Gus Mus menegaskan, meski 82 persen rakyat Indonesia memeluk Islam, bukan 
berarti menjadi landasan untuk mengaplikasikan dakwah, karena akan bertentangan 
dengan hukum yang berlaku di Indonesia. "Pemaknaan pesan Alquran yang brutal 
dan hanya dipakai sebagai pembenaran untuk berkelahi, menghakimi orang lain, 
menyakiti, apalagi sampai menelan korban jiwa, merupakan ancaman serius bagi 
Pancasila, UUD 1945, NKRI dan praktik serta tradisi keberagamaan bangsa 
Indonesia," tegasnya.



Ciptakan Kedamaian



Pada buka puasa tersebut, Presiden Susilo Bambang Yudhoyono mengajak semua 
pihak menjadikan ajaran Islam sebagai bagian dari usaha untuk menciptakan 
kedamaian dan keselamatan bagi semua entitas yang ada di alam semesta.



"Ajaran agama kita juga menjadi jalan untuk menuju keselamatan dan kelestarian 
kita. Nilai Islam bersifat universal yang dapat dikontribusikan bagi 
pembangunan tata dunia yang adil, aman, dan sejahtera," katanya.

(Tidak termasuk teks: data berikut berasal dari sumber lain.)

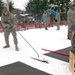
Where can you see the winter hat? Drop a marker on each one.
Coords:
(72, 27)
(5, 10)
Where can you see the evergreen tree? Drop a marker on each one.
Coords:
(11, 6)
(1, 7)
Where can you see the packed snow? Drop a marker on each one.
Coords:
(38, 38)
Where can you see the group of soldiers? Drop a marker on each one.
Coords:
(47, 18)
(10, 22)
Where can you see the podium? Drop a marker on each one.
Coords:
(72, 62)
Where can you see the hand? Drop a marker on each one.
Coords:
(14, 27)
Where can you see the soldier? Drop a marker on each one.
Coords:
(57, 17)
(46, 16)
(73, 38)
(9, 22)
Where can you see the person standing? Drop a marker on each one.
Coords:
(57, 18)
(46, 17)
(9, 22)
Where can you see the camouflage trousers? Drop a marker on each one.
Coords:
(7, 32)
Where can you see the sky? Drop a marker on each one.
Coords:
(20, 3)
(51, 39)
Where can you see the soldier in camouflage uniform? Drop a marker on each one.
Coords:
(9, 22)
(69, 20)
(72, 28)
(57, 17)
(46, 16)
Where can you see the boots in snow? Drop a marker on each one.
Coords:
(16, 48)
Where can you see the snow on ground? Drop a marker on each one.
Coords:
(38, 38)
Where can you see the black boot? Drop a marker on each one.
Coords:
(6, 46)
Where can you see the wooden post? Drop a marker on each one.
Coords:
(8, 5)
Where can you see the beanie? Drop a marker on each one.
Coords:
(72, 27)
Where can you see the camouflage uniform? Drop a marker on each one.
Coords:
(69, 20)
(46, 19)
(9, 23)
(72, 28)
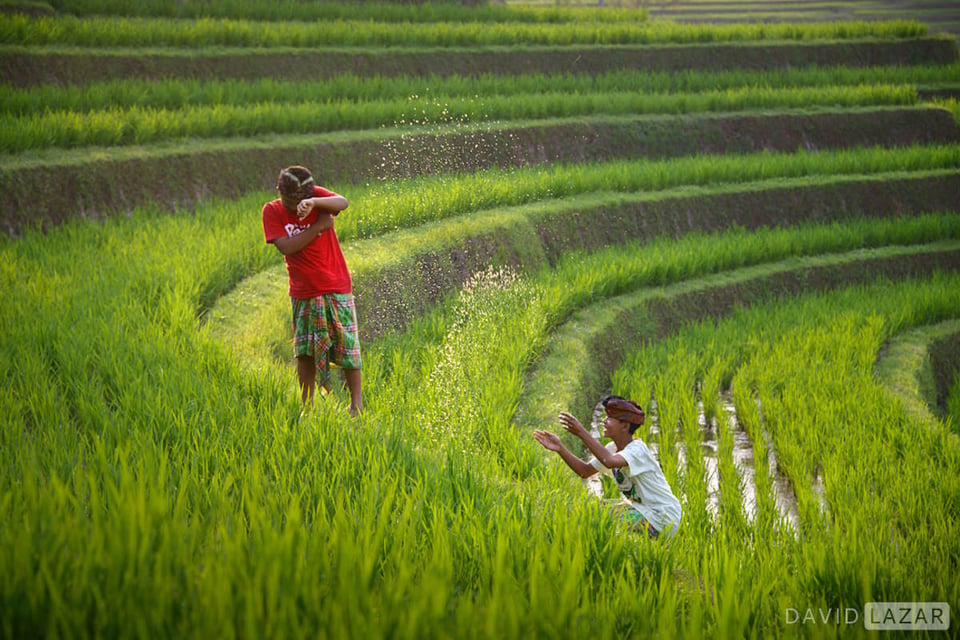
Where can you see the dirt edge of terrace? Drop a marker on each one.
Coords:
(22, 66)
(99, 188)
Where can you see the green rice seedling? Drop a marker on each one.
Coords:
(439, 10)
(387, 206)
(138, 125)
(178, 93)
(204, 33)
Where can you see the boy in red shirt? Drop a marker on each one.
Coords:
(300, 225)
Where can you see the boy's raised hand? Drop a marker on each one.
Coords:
(571, 424)
(550, 441)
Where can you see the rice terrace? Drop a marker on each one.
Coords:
(744, 215)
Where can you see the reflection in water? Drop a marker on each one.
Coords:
(742, 456)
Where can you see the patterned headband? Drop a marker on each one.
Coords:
(623, 410)
(300, 185)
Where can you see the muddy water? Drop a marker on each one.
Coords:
(742, 456)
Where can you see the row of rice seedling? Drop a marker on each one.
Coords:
(434, 11)
(403, 203)
(229, 454)
(802, 373)
(615, 309)
(171, 93)
(106, 32)
(137, 125)
(161, 486)
(907, 370)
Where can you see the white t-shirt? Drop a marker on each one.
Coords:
(644, 485)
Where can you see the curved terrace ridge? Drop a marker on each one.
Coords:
(919, 368)
(393, 288)
(98, 185)
(568, 376)
(23, 67)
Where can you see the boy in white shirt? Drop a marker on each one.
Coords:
(649, 504)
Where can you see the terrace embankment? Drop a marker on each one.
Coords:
(130, 178)
(945, 361)
(640, 318)
(22, 67)
(388, 298)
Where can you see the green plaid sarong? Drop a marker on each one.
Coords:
(325, 327)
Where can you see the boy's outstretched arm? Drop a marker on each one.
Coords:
(606, 458)
(551, 442)
(293, 244)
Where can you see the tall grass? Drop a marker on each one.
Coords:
(174, 93)
(433, 11)
(149, 474)
(807, 367)
(137, 125)
(108, 32)
(403, 203)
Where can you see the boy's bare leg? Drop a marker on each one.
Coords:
(352, 378)
(307, 374)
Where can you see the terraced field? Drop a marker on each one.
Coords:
(753, 230)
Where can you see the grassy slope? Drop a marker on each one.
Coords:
(176, 485)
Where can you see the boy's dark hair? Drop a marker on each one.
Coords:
(624, 409)
(295, 182)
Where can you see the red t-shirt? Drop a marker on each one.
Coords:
(319, 267)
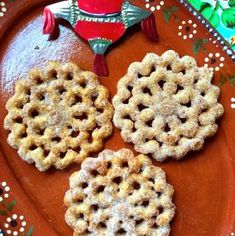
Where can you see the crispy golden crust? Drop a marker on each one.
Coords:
(166, 105)
(58, 116)
(119, 194)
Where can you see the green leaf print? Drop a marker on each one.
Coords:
(198, 5)
(211, 15)
(231, 3)
(228, 17)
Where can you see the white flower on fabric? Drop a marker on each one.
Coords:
(187, 29)
(154, 5)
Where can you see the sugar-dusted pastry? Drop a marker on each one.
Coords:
(166, 105)
(119, 194)
(58, 116)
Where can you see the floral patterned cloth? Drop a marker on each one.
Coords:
(221, 15)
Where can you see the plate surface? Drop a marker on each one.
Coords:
(203, 181)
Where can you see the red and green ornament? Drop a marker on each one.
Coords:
(100, 22)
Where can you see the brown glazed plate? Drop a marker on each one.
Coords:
(203, 181)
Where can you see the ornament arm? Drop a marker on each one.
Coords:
(51, 12)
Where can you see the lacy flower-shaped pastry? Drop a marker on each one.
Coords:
(119, 194)
(166, 105)
(58, 116)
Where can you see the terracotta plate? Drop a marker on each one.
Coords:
(203, 181)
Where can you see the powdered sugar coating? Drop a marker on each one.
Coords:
(119, 194)
(58, 116)
(166, 105)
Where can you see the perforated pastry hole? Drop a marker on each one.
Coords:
(83, 84)
(20, 105)
(39, 80)
(141, 107)
(69, 76)
(18, 120)
(167, 128)
(77, 99)
(146, 90)
(179, 88)
(56, 139)
(81, 117)
(161, 83)
(40, 96)
(33, 113)
(110, 205)
(156, 102)
(44, 103)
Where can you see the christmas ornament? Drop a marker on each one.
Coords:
(100, 22)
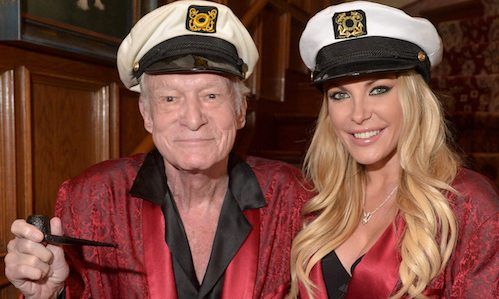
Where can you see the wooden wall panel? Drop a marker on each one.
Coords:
(70, 132)
(132, 130)
(7, 167)
(58, 116)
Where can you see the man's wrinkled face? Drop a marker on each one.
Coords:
(193, 118)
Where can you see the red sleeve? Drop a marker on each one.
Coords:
(472, 271)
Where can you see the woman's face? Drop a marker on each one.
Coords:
(367, 117)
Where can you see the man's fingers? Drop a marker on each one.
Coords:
(25, 247)
(22, 267)
(20, 228)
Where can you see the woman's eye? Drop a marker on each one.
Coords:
(379, 90)
(339, 95)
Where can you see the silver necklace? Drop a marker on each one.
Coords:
(366, 216)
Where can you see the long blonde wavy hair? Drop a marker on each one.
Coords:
(427, 165)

Dalam kesempatan itu, Presiden mengajak semua pihak untuk dapat memahami 
hakikat ajaran Islam dengan benar sehingga mampu menempatkan pemahaman atas 
Islam sebagai rahmat bagi sekalian alam.



Dalam perdebatan keilmuan, lanjutnya, sering kali ada sejumlah hal yang dibahas 
terkait nilai-nilai keislaman dan implementasinya dalam kehidupan saat ini. 
Kepala Negara memberikan contoh lima perdebatan, yakni benarkah nilai Islam 
bisa universal, apakah Islam bisa bergandengan dengan demokrasi, apakah Islam 
bisa menerima modernisasi, apakah Islam bisa berkontribusi secara riil bagi 
keamanan dunia, dan apakah peradaban Islam menyumbang bagi peradaban dunia dan 
seiring dengan peradaban lain. "Dari lima itu, kita bisa meletakkan secara 
benar ajaran Islam. Saya punya pandangan bahwa jawaban dari lima pertanyaan itu 
bisa, benar, dan ya. Jawaban yang sama tentu juga akan muncul dari saudara 
Muslim yang betul memahami Islam, saudara kita yang non-Islam juga akan 
memberikan jawaban yang sama," katanya.



Presiden juga menyatakan ketertarikannya atas studi dari sebuah lembaga survei 
internasional yang meneliti bagaimana nilai-nilai Islam dipandang oleh 
penganutnya di lebih dari 30 negara berpenduduk mayoritas Muslim. "Kesimpulan 
dari jawaban survei itu ternyata nilai Islam tidak bertentangan, bahkan bisa 
berjalan seiring dengan hal-hal itu," kata Yudhoyono. [P-12/Ant/DDS/ E-7/M-15]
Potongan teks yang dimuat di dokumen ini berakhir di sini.